Those on both sides of Mississippi Power’s Kemper County coal plant have agreed that it’s a massive construction project.
A perfect illustration of that will slowly roll down East Mississippi highways starting Sunday night.
Columbus-based Burkhalter Rigging will transport two hydrogen sulfide absorbers from Bigbee Valley, a Noxubee County outpost 30 miles south of Columbus, to the Kemper site.
The 76-mile trip will take a week to complete, and the sheer numbers of the move are staggering.
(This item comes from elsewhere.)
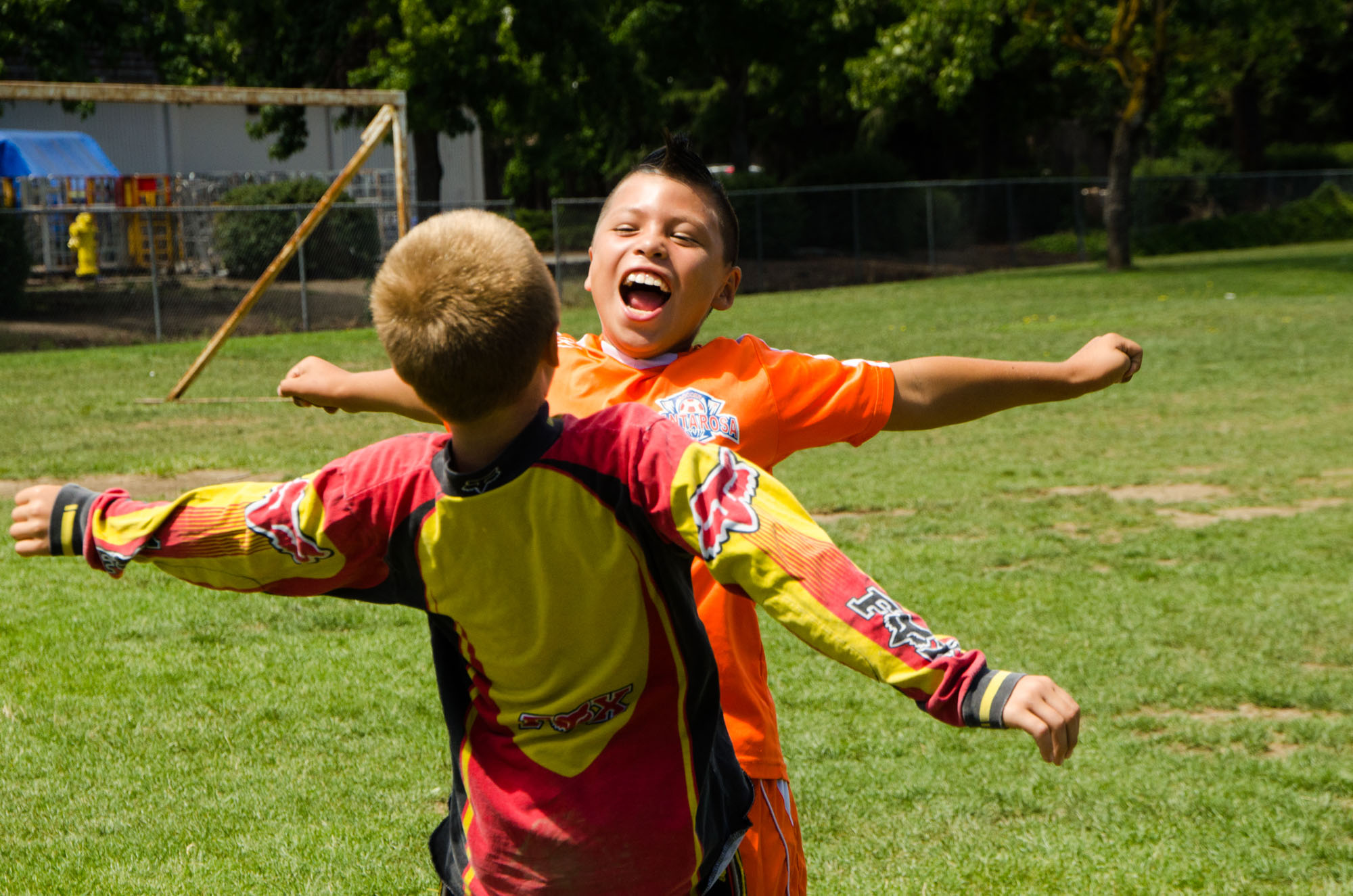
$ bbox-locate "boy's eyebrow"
[606,206,710,230]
Each of the absorbers is 238 feet long, 21 feet wide, 21 feet high and weighs 1.4 million pounds, according to a Burkhalter press release. Each will be carried on trucks and trailers that have a combined 160 axles, with center dollies and wing dollies to be used at bridge crossings to distribute the weight evenly across the span.
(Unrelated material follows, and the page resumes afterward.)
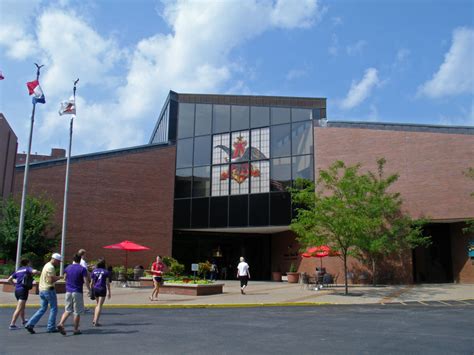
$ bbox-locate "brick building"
[0,112,18,201]
[8,92,474,282]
Each 732-wheel transport rig will be 28 feet tall, 22 feet wide, 346 feet long and weigh just shy of 2.5 million pounds. When the wing dollies are deployed to get the transporters across the Noxubee River bridge, the rig will grow to a width of 40 feet and roll on 796 tires.
The convoy, which will include all manner of pilot cars and law enforcement vehicles serving as escorts, will leave Tenn-Tom One Stop at 8 p.m. Sunday and travel down Highway 388 to Highway 45, traveling south in the northbound lane to Scooba. From there, it will head west on Highway 16 through DeKalb before turning south on Highway 493, which will drop it off at the Kemper site.
The convoy will only roll at night. Road closure information can be found on the Mississippi Department of Transportation’s website, www.gomdot.com.
The absorbers were built in Korea and shipped to Alabama’s Port of Mobile. When they arrived, Burkhalter crews put them on barges and floated them up the Tennessee Tombigbee Waterway to Bigbee Valley.